GPS? It works. Just put your camera in standby, and within a few minutes, it will get a fix. Once it’s running, it seems to be pretty accurate. A lot of people seem to complain that when it loses a signal, it continues to log its last known location. That’s actually beneficial when you go indoors (since you don’t want it to revert to a location in the center of the earth, for example).
“Near-field” communication. You always wanted this on a digital camera, but you didn’t want Android. Well, here you go. To get a wifi signal out of a card (like the Toshiba Flashair, which will be treated in a future installment), you basically need to have your handheld touching the top plate of the camera (which apparently is the most porous surface for radio waves.

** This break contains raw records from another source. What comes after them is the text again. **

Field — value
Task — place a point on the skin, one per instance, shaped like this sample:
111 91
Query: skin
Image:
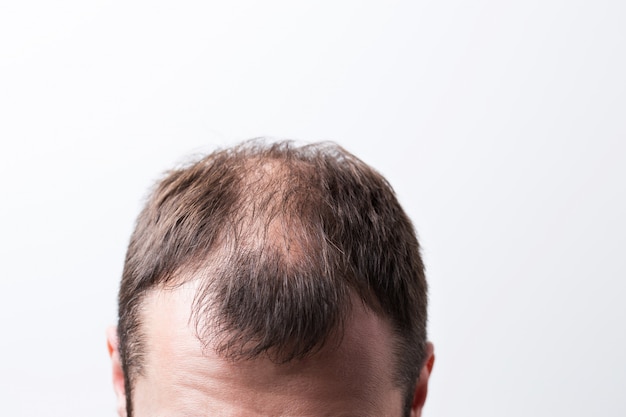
349 378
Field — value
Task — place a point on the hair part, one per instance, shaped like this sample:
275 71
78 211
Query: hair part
279 236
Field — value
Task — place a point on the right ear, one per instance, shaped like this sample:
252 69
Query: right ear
118 373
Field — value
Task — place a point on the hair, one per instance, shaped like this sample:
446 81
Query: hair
280 236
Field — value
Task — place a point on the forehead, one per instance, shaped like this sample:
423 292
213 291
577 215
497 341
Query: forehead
351 376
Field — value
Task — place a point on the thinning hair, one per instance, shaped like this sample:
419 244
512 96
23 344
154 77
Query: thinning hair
278 236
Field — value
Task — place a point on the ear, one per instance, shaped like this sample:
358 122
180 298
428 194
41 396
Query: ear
118 373
421 389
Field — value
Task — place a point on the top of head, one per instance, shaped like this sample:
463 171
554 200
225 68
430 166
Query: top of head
279 236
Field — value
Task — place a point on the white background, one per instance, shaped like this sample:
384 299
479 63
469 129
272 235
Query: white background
501 124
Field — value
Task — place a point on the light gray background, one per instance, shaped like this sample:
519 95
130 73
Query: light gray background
499 123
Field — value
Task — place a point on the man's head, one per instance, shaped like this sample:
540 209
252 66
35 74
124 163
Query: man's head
272 280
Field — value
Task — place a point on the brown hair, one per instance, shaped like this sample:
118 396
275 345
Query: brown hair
280 235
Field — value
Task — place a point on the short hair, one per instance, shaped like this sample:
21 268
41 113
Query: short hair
281 235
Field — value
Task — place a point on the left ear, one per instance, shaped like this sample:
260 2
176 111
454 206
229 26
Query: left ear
421 389
118 373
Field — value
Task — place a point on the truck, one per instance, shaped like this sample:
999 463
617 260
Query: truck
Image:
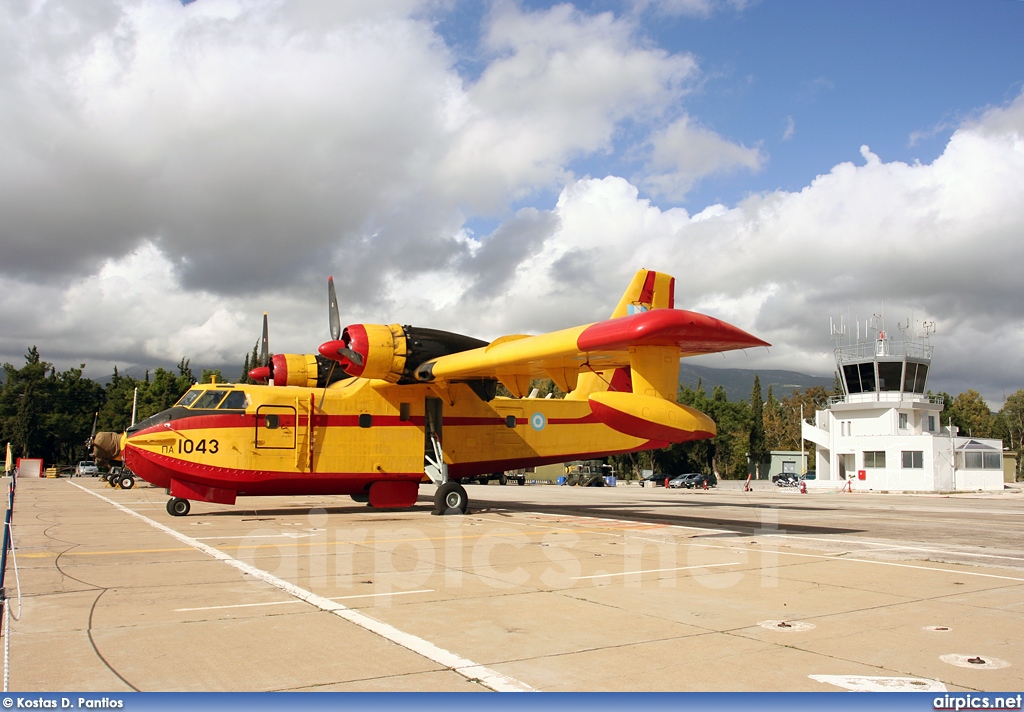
517 476
587 473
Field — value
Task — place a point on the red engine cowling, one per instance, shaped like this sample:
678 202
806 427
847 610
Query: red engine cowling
370 350
289 369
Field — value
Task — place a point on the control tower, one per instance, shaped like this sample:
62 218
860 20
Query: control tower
878 368
885 432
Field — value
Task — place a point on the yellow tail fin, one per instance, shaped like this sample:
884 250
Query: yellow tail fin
648 290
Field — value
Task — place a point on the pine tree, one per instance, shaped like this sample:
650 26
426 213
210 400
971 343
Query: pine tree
757 446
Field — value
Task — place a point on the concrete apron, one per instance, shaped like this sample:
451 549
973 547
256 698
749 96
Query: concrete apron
538 588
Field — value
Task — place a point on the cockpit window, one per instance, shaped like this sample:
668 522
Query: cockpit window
210 399
189 398
236 401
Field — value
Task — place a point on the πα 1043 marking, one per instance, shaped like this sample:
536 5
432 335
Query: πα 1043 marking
187 447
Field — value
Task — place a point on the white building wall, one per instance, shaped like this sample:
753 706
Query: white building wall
875 427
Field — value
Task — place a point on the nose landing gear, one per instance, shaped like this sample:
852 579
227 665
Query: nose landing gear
177 506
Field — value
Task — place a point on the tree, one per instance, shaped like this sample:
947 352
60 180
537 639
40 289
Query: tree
730 445
45 414
778 430
115 415
1011 416
971 414
758 447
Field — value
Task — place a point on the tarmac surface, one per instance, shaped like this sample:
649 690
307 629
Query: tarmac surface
540 587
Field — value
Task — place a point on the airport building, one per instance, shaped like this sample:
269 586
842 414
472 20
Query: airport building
886 431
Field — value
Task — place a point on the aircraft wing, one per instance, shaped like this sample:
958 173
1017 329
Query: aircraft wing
561 355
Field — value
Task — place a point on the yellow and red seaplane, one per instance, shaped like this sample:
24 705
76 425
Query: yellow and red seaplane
381 406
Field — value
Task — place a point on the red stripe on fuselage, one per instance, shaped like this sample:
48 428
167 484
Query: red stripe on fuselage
233 420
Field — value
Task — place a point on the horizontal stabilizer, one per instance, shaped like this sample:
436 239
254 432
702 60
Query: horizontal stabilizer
650 417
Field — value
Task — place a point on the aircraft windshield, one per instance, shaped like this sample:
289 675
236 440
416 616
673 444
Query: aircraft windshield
189 398
236 401
210 399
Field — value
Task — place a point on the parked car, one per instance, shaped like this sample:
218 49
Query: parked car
86 467
683 480
655 479
693 480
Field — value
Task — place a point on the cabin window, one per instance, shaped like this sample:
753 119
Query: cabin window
875 458
188 398
236 401
913 459
209 400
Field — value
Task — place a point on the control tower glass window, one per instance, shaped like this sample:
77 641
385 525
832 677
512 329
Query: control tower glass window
890 375
867 376
916 374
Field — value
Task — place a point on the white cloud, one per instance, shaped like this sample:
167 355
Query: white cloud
684 153
168 173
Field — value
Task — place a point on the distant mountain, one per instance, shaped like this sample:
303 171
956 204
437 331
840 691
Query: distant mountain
739 382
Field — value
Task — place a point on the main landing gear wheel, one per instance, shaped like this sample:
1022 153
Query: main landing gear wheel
177 506
451 499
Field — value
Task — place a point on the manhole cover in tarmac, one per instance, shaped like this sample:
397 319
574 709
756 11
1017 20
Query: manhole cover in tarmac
975 661
868 683
786 626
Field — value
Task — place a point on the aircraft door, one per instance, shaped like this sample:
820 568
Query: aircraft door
275 427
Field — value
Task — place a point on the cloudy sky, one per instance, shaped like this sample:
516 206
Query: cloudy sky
169 171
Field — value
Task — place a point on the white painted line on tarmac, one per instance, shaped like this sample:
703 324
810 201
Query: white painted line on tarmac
239 605
467 668
870 683
281 602
941 550
653 571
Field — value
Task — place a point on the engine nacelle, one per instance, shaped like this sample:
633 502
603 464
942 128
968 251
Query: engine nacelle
295 369
392 352
307 370
370 350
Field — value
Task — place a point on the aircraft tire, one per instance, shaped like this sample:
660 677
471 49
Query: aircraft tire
177 506
451 498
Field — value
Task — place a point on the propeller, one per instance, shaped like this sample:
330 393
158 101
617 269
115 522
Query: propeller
332 306
336 346
92 435
264 372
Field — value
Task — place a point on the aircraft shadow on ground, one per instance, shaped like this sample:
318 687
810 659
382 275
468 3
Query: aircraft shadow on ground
755 526
654 511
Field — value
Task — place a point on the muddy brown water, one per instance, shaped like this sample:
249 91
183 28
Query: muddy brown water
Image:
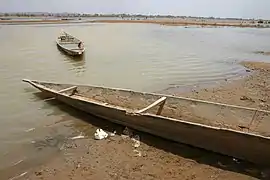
141 57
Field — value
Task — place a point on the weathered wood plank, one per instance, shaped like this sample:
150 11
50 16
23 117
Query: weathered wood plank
160 102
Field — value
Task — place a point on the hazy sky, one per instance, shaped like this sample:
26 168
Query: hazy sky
217 8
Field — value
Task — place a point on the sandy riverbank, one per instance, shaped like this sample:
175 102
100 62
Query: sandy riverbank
161 21
115 158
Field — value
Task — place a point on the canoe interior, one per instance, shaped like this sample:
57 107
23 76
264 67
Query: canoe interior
177 108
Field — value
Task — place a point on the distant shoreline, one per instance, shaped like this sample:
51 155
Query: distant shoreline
162 21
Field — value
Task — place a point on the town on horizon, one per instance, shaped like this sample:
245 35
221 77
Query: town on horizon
122 15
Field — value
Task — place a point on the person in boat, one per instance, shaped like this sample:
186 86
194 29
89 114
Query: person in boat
80 45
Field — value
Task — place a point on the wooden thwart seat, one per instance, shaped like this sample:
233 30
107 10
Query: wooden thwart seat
160 102
73 88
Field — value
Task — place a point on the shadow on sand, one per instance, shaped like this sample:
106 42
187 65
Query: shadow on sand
199 155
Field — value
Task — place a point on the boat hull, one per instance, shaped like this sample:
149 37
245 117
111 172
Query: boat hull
68 51
250 147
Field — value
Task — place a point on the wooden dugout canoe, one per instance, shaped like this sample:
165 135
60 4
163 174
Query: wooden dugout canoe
69 44
169 117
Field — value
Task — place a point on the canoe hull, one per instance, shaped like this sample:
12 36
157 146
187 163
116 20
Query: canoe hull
74 51
68 51
241 145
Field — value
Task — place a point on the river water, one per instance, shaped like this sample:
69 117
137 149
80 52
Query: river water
141 57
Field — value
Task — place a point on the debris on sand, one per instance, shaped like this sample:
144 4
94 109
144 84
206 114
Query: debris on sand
137 153
136 141
100 134
112 134
19 176
127 132
245 98
78 137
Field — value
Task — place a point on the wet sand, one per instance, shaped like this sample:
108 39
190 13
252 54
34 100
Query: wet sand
161 21
155 158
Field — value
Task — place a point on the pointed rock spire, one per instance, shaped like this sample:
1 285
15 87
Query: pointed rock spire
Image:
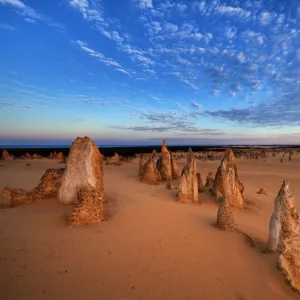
225 220
227 183
289 239
284 197
188 187
150 174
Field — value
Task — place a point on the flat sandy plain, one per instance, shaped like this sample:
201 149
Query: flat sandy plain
150 246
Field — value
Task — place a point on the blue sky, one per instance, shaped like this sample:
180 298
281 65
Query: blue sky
138 71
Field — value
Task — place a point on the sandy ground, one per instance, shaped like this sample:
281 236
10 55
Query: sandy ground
150 247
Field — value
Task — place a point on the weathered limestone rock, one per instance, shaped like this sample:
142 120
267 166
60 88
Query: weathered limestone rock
209 181
59 156
201 187
47 188
225 220
114 160
164 163
174 168
84 169
227 183
188 187
6 155
284 196
89 209
289 240
142 165
151 175
13 197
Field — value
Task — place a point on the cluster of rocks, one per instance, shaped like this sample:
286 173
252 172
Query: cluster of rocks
79 184
53 155
154 171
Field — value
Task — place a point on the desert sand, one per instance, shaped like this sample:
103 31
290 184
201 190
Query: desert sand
150 246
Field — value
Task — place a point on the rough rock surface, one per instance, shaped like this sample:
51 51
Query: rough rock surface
227 183
284 196
201 187
48 186
188 186
6 155
289 240
114 160
150 174
13 197
83 169
209 180
174 168
142 165
89 209
164 163
225 220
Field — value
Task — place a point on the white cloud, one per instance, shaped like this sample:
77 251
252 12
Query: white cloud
143 4
232 11
28 20
89 9
101 57
15 3
7 27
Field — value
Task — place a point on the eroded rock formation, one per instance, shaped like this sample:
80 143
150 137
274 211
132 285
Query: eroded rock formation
225 220
174 167
283 197
188 187
142 165
13 197
201 187
164 163
89 209
48 186
150 174
83 170
114 160
209 181
226 183
289 240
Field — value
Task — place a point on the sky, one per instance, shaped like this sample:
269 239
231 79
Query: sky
136 71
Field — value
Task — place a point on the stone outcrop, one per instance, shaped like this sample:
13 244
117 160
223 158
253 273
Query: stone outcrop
89 209
114 160
225 220
58 155
209 181
83 170
142 163
174 168
6 156
188 186
164 163
289 240
226 183
150 174
13 197
201 187
283 197
47 188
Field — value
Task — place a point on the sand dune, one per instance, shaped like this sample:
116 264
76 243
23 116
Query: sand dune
150 247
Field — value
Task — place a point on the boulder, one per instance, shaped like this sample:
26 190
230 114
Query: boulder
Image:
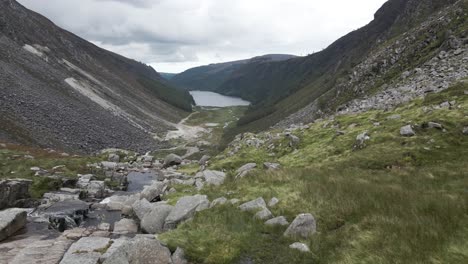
138 250
12 191
271 166
11 221
87 250
171 160
213 177
280 220
185 208
303 226
153 222
154 191
218 201
407 131
179 257
126 226
273 202
254 205
300 246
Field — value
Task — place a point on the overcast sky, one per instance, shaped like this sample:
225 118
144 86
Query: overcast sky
174 35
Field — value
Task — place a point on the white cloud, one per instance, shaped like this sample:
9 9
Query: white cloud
175 34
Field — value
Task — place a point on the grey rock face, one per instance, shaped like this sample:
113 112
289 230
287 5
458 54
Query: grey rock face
171 160
12 191
11 220
407 131
185 208
126 226
86 250
300 246
213 177
153 222
179 257
303 226
139 250
254 205
280 220
271 166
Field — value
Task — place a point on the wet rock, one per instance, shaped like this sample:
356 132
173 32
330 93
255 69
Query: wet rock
303 226
153 222
271 166
254 205
300 246
11 220
280 220
13 191
138 250
218 201
407 131
126 226
171 160
185 208
179 257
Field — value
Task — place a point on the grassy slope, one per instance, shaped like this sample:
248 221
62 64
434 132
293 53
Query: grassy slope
398 200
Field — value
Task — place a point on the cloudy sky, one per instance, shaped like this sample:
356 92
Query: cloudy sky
174 35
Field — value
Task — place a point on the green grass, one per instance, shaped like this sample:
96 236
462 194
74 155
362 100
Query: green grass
398 200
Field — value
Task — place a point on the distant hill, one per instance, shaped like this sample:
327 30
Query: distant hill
213 76
58 90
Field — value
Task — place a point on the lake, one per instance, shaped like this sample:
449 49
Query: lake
203 98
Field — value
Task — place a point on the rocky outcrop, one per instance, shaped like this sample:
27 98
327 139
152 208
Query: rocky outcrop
13 192
11 220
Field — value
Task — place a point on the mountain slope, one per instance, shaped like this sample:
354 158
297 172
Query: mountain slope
321 81
211 77
60 90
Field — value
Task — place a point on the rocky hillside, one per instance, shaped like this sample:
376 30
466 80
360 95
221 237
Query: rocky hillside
212 77
404 39
62 91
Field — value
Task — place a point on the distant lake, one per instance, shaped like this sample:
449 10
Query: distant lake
203 98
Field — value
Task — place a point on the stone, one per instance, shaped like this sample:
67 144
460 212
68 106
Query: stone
113 157
271 166
171 160
13 191
300 246
126 226
273 202
141 208
139 250
185 208
254 205
153 222
218 201
213 177
154 191
11 221
203 161
179 257
264 214
280 220
304 225
87 250
407 131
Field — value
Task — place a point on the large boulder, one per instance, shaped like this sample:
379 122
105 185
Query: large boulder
153 222
213 177
13 191
139 250
303 226
185 208
171 160
254 205
11 220
407 131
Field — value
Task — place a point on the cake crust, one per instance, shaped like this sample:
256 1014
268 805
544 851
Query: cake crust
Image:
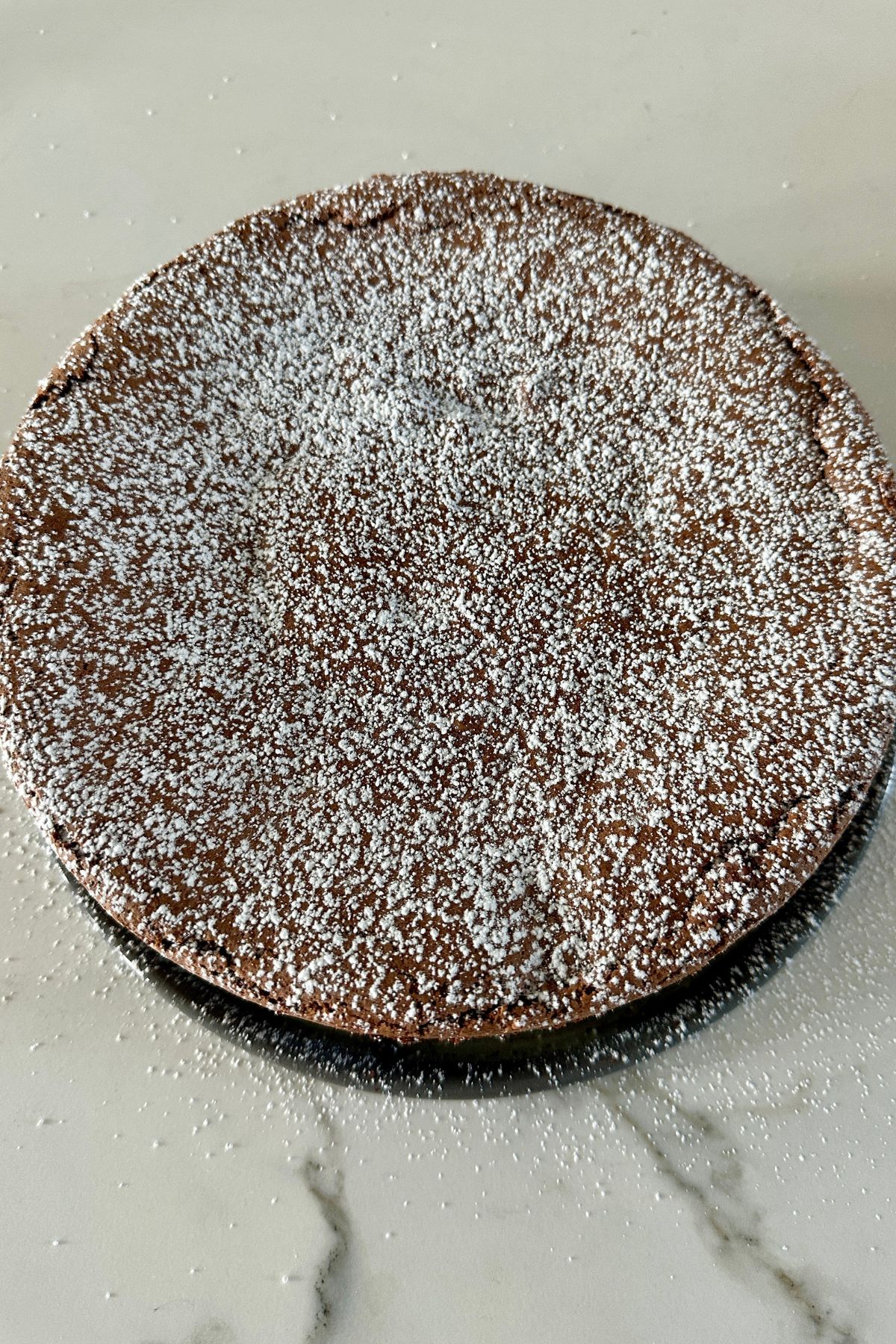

Flash. Flash. Flash. So you want to know how well the 14498 SCA setup (another bazillion dollars) works? It consists of a bracket and an extension shoe. The idea of this product is to allow you to move the flash off camera both to enhance balance and to free up the hot shoe for an optical or electronic viewfinder.
The disappointing thing is that there is no vertical grip piece, meaning that your flash head is much closer to the lens axis in landscape mode than you might like. So this works better out of the box with taller flashes like the SF 58 or 64.
The weird thing is the SCA plug, which is both unusual and insanely well built. It probably requires 200 different machining operations. But like the EVF connector, it’s proprietary, meaning that you have exactly one choice for off-camera work. The exit of the cord near the body of the camera body seems weird at first, but after you use it a bit, you wonder why Nikon screwed up so badly with the SC hot-shoe adapters, which have huge cords that on an M camera either end up blocking the viewfinder or getting in your face, literally.
But the good thing with the 14498 is that you can get and use your favorite old Vivitar handgrip – because the extension shoe detaches from the bracket. And can be used without the bracket.
Flash operation is unremarkable (as it should be). You do not get a flash-ready indication in the EVF if you have it attached, and shot to shot lag time is not affected.
Conclusion. The Multifunction Grip M, if you can score one used for under $400, is a pretty good item. At that price, it’s not quite as outrageously expensive as list, and it helps tremendously with heavy lenses. As to the SCA set, it’s a tougher call, unless you can get one for under $200. Where the grip gives you a standard PC connector, you can use any handle-mount auto flash you want (such as a Metz 45 series). Flash may or may not be in your personal program, but I would remind you that the higher-end Leica flashes do high-speed synch very well.